Several ML models are trained on subsets of the available input data and they are evalauted on complementary subset of the data. When performing supervise machine learning, a portion of the dataset is usually hold out as testing data. The testing data is not included in the training and it can be use to evaluate the generalization performance of the model. 

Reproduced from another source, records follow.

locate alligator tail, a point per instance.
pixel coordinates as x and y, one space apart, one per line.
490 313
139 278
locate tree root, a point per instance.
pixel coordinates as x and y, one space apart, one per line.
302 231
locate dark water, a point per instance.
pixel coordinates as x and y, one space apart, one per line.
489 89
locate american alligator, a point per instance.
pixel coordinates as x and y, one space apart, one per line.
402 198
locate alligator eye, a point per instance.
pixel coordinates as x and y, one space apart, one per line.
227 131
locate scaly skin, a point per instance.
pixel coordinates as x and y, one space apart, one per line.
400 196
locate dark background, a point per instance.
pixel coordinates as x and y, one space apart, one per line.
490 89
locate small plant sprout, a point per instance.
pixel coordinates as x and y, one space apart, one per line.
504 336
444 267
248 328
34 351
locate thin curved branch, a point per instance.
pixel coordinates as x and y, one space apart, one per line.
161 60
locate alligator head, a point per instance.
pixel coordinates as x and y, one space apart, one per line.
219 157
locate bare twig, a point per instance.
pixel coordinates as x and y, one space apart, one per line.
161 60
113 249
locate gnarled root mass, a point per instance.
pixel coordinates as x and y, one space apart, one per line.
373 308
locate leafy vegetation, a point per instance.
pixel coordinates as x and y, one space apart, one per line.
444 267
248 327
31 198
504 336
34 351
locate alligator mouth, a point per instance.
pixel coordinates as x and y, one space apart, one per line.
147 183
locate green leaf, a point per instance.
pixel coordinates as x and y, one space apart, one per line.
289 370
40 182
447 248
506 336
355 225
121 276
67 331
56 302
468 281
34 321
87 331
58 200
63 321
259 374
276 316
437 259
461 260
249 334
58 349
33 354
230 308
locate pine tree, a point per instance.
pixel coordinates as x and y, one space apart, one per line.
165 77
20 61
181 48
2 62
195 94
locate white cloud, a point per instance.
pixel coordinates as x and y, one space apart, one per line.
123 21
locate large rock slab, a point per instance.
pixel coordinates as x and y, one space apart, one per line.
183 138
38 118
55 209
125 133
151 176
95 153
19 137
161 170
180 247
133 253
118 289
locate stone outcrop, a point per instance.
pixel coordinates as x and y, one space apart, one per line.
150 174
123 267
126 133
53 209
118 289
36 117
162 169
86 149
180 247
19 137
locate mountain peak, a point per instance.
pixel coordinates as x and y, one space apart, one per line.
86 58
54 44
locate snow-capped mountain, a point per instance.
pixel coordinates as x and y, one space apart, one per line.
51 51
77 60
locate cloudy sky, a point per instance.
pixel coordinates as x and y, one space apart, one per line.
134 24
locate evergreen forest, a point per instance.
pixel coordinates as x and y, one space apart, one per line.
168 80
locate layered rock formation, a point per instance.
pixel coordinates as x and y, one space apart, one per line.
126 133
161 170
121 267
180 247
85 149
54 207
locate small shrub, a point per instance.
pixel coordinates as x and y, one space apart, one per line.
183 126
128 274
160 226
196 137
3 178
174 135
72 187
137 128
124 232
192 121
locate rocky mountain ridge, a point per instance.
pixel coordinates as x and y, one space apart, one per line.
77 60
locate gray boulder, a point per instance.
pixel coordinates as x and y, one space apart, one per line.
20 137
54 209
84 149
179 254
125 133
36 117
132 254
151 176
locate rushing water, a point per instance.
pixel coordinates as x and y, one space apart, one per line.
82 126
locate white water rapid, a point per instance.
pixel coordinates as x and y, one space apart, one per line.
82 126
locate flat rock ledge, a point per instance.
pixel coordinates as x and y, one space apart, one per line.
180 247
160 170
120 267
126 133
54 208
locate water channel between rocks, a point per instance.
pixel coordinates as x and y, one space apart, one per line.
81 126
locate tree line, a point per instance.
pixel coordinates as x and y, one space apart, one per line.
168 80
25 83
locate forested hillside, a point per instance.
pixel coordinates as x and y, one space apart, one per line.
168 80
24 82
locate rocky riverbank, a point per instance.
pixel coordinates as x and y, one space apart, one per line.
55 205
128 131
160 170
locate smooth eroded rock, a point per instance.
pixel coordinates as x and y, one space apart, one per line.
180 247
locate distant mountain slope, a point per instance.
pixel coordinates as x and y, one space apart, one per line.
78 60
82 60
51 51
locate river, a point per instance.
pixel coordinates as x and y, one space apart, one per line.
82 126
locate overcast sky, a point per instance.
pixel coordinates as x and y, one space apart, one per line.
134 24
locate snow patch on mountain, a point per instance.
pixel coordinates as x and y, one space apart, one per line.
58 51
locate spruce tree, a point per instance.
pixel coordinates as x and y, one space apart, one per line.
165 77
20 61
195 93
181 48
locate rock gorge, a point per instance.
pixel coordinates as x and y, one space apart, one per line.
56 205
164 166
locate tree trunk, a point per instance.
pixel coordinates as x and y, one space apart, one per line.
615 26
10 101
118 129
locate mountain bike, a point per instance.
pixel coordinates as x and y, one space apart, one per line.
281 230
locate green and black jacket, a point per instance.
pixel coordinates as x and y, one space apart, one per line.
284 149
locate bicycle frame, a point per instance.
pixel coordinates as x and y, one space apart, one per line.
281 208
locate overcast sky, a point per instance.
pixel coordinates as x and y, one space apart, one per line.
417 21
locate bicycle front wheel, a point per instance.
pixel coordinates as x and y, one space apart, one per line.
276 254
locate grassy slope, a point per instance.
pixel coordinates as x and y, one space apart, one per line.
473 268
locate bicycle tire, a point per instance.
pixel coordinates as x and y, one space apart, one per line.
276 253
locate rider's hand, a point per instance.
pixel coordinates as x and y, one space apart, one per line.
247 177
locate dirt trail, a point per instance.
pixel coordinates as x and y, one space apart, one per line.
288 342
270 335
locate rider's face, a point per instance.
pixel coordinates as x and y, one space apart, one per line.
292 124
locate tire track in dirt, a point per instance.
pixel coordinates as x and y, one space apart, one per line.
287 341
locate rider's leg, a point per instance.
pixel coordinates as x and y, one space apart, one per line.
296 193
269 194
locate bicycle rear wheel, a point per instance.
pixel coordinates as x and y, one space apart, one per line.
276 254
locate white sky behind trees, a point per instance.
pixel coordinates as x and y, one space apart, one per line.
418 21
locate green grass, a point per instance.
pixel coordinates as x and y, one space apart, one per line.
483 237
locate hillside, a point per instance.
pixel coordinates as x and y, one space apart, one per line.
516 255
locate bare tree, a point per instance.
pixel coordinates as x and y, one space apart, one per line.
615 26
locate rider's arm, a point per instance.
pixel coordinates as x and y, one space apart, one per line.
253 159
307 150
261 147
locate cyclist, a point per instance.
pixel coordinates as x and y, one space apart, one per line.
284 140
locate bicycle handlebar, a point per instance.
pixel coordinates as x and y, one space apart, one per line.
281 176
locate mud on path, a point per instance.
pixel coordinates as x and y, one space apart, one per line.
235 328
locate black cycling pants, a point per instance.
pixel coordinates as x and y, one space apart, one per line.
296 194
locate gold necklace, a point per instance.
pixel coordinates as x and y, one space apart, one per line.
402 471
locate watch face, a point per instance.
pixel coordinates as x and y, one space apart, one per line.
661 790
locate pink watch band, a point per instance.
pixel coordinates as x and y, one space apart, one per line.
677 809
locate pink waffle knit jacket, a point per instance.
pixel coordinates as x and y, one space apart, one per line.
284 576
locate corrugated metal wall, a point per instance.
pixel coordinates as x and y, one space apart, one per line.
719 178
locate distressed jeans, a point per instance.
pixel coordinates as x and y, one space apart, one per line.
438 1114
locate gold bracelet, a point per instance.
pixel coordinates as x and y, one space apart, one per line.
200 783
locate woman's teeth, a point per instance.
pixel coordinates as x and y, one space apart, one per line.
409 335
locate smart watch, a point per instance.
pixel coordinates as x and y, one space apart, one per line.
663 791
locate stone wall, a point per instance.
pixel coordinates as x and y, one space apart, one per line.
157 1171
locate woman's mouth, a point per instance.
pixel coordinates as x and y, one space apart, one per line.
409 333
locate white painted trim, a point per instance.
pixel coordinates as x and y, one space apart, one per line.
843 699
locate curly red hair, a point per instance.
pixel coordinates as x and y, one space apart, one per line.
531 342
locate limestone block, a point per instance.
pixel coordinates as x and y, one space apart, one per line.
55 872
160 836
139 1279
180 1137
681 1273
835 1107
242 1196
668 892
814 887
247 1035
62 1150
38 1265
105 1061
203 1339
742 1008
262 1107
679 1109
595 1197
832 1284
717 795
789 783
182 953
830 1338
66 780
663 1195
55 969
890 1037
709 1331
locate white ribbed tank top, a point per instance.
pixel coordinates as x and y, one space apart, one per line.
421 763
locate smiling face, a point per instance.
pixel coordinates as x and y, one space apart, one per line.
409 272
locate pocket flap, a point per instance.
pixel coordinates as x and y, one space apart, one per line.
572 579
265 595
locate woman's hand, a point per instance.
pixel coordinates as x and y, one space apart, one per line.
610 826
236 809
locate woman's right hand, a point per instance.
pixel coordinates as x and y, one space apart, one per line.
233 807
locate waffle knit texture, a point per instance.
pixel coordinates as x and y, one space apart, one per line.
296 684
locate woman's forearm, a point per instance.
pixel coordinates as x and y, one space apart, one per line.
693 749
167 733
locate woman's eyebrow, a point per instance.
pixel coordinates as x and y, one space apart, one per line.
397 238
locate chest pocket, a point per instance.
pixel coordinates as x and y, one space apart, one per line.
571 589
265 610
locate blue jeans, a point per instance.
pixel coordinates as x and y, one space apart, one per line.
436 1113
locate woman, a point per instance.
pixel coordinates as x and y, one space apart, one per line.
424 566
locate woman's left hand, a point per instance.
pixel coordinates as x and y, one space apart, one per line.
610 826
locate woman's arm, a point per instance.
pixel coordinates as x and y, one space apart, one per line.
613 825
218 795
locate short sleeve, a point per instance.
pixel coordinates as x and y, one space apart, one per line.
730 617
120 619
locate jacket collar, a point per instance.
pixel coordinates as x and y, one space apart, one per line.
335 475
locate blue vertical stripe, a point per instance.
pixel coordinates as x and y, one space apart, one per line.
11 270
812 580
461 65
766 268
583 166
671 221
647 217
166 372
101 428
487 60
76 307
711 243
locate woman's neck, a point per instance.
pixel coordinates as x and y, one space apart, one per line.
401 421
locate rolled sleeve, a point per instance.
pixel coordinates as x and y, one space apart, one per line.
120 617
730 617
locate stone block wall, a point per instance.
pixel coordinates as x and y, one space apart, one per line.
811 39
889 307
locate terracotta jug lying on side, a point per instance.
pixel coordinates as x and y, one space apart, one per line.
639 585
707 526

Herein, we demonstrate how common methods such as using train_test_split() class can mislead the model performance when it comes to the imbalance classification task. To tackle this issue, we implement Stratified K fold cross-validation, which splits the in K folds by preserving the class ratio as in the original dataset, for the new stratified dataset we have trained our classifier. The iris dataset is herein used to fit a support vector machine on it. In addition K-Fold and Stratified K-Fold cross validation techniques are also implemented to ascertain the generalization ability of the trained model. 

## Modules

In [1]:
import numpy as np
import pandas as pd
from sklearn.model_selection import train_test_split
from sklearn import svm
from sklearn import datasets

## Data

In [2]:
iris = datasets.load_iris()

In [3]:
X = pd.DataFrame(iris.data)

In [4]:
Y = iris.target

## Split data into train and test set

In [5]:
X_train, X_test, y_train, y_test = train_test_split(X, Y, test_size=0.2)

## Build Model

In [6]:
model = svm.SVC()

In [7]:
model.fit(X_train, y_train)

SVC()

In [8]:
model.score(X_train, y_train)

0.9833333333333333

In [9]:
model.score(X_test, y_test)

0.9333333333333333

## Note !!
During training, the dataset is split into train and test set by the train_test_split class of scikit-learn library and after training the model, we get some accuracy in return. But is this the best accuracy of the model or whether this model will give the best performance at the time of deployment? Here comes the importance of cross validation splitting techniques. Cross validation is a technique that is use to detect overfitting, i.e. the model failing to generalize patttern effectively.

## Cross_Validation (CV)

## K-fold CV
The most commonly used validation technique is K-Fold CV. It involves splitting the training set into k numbers of folds. The first k-1 folds are used for training, and the remaining fold is held for testing, this process is repeated for K-folds. A  total of k folds are fitted and evaluated, and the score for each of this folds is returned. 


In [10]:
from sklearn.model_selection import cross_val_score

In [11]:
scores = cross_val_score(model, X, Y, cv=10)
scores

array([1.        , 0.93333333, 1.        , 1.        , 1.        ,
       0.93333333, 0.93333333, 0.93333333, 1.        , 1.        ])

In [12]:
print("Average Accuracy: %0.2f (+/- %0.2f)" % (scores.mean(), scores.std() * 2))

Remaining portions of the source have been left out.